Mr. Rubenstein, whose head is still cleanly shaven and is more well built than we remember, was getting ready to head down to the fair. “Art Platform is my springboard,” he told us. He’ll be showing the work of the young L.A. artist Zoe Crosher, and he said that he had already sold work to collectors before the fair had opened.
He is preparing to open a gallery in Hollywood early next year, and we asked how he was preparing. “I spent a lot of time with writers, critics and curators to hear their perspectives,” he said. “To some extent, I’d like to say that I wanted to avoid repeating Hillary Clinton’s initial mistakes with healthcare, where she tried to bully her vision; she was far more successful when she went upstate and listened. I’ve tried to listen.”
Other New York galleries have tried to make it in the West recently. The Upper East Side-based L&M Arts, for instance, has set up shop, and Chelsea’s Matthew Marks is planning a gallery. “There are superb galleries that are expanding and experimenting simultaneously, and they will do it well,” Mr. Rubenstein told us. “But they are toes in the water compared to what I’m doing.”

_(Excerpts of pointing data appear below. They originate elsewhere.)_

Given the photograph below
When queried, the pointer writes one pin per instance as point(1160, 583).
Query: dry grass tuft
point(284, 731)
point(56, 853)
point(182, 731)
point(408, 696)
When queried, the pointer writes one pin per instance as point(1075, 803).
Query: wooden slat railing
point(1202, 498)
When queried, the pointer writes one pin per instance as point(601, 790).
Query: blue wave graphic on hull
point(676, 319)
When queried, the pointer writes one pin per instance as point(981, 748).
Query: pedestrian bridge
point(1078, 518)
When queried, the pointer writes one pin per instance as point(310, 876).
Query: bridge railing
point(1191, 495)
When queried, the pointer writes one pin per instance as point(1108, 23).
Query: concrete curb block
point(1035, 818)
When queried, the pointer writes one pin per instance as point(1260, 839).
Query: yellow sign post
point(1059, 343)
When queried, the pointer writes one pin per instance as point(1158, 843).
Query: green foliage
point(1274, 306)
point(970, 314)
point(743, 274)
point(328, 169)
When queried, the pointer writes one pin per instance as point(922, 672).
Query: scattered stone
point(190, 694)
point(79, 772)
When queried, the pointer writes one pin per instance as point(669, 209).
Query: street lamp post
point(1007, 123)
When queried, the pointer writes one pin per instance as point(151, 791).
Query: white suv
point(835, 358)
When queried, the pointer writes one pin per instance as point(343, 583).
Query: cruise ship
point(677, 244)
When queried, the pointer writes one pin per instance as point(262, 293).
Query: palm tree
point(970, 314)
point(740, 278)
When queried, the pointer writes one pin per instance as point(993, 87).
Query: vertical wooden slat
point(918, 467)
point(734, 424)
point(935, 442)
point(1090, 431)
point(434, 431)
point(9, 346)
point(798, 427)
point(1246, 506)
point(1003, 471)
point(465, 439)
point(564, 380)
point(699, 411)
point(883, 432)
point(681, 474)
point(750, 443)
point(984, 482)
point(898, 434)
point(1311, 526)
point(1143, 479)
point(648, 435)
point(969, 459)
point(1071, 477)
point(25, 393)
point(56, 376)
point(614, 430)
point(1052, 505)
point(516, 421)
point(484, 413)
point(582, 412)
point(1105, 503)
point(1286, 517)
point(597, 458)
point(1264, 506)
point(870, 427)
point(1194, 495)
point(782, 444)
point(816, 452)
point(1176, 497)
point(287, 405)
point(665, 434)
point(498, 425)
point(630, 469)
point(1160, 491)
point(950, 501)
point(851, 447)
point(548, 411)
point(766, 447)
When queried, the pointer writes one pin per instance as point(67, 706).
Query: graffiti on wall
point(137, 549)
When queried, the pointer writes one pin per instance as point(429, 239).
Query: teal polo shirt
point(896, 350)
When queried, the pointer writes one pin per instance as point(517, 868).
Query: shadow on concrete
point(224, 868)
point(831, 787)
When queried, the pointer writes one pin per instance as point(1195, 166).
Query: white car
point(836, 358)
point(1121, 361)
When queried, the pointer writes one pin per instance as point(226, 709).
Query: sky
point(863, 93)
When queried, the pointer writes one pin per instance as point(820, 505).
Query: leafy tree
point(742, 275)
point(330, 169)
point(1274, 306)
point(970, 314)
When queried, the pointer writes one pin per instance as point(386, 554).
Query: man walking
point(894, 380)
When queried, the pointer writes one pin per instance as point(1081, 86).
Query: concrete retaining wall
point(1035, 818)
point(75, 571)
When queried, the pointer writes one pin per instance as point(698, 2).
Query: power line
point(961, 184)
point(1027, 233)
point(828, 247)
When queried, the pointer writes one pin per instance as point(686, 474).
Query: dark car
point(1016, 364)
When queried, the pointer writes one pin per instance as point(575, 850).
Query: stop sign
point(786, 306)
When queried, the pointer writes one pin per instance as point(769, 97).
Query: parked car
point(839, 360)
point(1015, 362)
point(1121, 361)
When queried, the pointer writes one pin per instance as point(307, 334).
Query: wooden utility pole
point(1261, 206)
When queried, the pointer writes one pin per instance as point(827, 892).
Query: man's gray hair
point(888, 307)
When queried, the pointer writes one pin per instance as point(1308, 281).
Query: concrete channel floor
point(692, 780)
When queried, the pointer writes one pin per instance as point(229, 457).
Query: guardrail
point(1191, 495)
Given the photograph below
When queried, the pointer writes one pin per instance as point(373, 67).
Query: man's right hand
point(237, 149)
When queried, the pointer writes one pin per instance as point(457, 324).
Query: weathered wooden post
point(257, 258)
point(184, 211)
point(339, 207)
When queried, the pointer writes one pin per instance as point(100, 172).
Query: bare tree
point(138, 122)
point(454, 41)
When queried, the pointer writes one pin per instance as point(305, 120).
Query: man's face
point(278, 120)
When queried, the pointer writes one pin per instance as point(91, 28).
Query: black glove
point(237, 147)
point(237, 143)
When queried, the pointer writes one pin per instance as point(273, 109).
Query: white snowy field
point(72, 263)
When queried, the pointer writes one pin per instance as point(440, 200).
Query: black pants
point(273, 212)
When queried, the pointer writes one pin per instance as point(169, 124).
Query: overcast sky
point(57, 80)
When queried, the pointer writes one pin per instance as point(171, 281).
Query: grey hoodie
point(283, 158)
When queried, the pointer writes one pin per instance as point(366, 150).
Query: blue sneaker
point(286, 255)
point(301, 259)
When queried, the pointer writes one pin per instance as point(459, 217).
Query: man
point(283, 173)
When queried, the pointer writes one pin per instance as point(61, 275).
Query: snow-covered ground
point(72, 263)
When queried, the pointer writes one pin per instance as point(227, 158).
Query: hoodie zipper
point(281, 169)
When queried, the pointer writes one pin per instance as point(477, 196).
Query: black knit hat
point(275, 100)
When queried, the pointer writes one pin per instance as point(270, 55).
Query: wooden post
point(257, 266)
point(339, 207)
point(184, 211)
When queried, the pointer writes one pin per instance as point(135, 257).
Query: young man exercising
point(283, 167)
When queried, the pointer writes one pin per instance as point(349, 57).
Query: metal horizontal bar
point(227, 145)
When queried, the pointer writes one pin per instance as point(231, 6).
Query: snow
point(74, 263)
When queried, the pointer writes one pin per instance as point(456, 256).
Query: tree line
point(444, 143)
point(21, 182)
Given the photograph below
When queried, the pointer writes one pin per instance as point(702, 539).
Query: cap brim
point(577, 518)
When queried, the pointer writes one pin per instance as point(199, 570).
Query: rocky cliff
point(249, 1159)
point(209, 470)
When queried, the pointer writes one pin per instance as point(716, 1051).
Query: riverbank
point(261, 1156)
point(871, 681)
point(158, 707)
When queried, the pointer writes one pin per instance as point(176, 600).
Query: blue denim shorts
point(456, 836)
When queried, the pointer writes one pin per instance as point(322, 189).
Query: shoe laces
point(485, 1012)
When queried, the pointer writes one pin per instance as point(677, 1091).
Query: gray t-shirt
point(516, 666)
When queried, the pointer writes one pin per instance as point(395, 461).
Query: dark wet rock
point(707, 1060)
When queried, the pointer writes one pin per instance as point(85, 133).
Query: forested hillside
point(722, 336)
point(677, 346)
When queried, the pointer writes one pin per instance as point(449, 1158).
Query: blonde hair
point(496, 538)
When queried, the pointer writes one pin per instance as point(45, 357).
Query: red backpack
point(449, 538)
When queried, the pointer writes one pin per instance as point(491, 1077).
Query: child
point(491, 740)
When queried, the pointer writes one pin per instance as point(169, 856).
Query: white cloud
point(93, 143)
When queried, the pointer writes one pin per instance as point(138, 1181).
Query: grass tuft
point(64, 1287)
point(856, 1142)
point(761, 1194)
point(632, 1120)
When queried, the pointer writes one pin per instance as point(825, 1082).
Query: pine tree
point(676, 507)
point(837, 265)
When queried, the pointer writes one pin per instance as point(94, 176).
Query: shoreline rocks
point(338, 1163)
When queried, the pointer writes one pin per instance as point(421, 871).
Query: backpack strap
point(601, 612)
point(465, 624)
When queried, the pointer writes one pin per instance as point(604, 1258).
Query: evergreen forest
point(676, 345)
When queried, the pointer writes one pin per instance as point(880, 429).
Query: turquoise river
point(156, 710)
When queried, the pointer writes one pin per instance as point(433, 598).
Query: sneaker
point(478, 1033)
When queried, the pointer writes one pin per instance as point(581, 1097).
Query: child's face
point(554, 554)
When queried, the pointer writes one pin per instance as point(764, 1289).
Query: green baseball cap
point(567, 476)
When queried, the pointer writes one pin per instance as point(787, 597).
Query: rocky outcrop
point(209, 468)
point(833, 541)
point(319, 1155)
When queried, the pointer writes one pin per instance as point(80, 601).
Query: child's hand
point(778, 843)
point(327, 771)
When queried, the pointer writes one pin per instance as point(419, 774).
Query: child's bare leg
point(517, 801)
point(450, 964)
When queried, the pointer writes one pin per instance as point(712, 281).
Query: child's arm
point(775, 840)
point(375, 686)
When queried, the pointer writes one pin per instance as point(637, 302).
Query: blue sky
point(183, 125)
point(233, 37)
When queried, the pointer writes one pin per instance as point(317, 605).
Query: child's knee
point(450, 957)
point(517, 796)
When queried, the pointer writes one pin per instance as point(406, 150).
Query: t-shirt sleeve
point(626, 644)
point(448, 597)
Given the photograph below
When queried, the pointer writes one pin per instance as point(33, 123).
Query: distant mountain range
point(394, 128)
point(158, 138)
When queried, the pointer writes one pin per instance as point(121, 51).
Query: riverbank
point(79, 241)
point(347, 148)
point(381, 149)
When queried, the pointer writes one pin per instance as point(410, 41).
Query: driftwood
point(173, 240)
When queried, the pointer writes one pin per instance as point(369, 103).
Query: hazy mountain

Indeed, the dealer’s ambitions are huge. At the end of our talk, we walked into Mr. Rubenstein’s backyard, where he has a large grill and a pool with a slide—”To put it very simply, life is much better here,” he quipped, when we complimented him on the space—and he showed us a video that explained his plans for his building. It will be nearly 10,000 square feet and feature two separate gallery spaces, 30 parking spots and a rooftop garden that looks over to the Hollywood sign. Moving to Hollywood, he said, was important: “It’s a sexier place.”
Mr. Rubenstein told us that he knew that it would be difficult to succeed in an increasingly crowded playing field, but that he was prepared to work to gain collectors’ respect. “I know it is going to be an ongoing process of seduction,” he said.
It was time for Mr. Rubenstein to make his way downtown to the fair, and for us to head out to Venice. He showed us out through the garden, and we walked onto the sidewalk. “The marine layer has cleared!” he said smiling. It was a bright blue day, without a cloud in the sky. We set off down the street.
“Watch out!” the dealer called from behind us. “Someone forgot to clean up!” We looked down and jumped around dog droppings. “Good luck with your day!” he shouted as he walked back inside his garden.